AGIs may value intrinsic rewards more than extrinsic ones

TLDR: Although AI agent paradigms use explicit reward approaches, the psychology of human motivation suggests that humans value internally generated reward as much if not more than external reward. I suggest that AIs that begin to exhibit behaviors that appear to be “internally” rewarded may reflect signs of AGI. But that might require us to create AIs that are no longer pure tools for solving individual tasks, but more wholistic agents that exist in the world.

Introduction

AI research focuses on training artificial agents to be motivated by externally provided or generated rewards. The greater the reward, the less the error and therefore less to be learned. But human behavior is motivated by many different factors with extrinsic rewards (e.g. getting food, money etc) being just one component. Here I argue that AI agents that may develop preferences for internal rewards may be more akin to humans and thus closer to AGI.

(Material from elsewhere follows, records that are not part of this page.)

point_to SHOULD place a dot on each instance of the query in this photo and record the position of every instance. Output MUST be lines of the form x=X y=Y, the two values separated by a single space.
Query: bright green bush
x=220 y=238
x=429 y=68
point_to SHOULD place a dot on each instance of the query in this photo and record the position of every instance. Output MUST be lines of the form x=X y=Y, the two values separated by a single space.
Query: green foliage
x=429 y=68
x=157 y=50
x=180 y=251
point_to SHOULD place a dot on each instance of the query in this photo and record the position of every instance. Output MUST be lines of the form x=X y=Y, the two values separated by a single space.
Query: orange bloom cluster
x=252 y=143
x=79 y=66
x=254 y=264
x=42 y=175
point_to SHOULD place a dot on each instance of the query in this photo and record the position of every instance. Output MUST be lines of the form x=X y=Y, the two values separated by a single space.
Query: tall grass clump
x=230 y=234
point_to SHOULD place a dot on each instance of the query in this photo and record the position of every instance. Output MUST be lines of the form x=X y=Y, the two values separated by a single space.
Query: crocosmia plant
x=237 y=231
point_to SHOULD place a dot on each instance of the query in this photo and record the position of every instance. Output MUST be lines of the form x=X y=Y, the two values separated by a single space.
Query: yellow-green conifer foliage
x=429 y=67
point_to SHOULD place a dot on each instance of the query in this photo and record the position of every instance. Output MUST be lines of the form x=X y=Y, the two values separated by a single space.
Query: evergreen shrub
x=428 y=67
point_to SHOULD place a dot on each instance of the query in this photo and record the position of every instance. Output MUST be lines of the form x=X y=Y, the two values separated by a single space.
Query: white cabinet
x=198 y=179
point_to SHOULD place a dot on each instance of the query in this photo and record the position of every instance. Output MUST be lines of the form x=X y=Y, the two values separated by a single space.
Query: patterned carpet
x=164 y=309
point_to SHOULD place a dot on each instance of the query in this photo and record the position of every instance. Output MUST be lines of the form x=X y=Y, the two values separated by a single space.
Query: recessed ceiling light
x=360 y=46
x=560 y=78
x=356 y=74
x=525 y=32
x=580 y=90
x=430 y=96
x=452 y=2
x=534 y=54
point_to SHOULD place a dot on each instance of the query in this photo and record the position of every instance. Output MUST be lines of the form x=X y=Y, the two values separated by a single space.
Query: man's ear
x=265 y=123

Behaviorism is a theory of learning externally rewarded behaviors—not a complete theory of learning and behavior

Behaviorist principles were developed starting in the early 20th century (Watson 1913) but are most associated with Skinner (see Skinner 1953). Briefly, behaviorists abandoned previously popular tools for explaining behavior such instincts, drives, needs and the black boxes of psychological states and argued that only variables that could be observed directly and measured quantitatively were useful. A central tenet of the theory is that all behavior can be explained as a function of prior environmental stimuli; the environment makes the animal do it. There was no need for internal or hidden states.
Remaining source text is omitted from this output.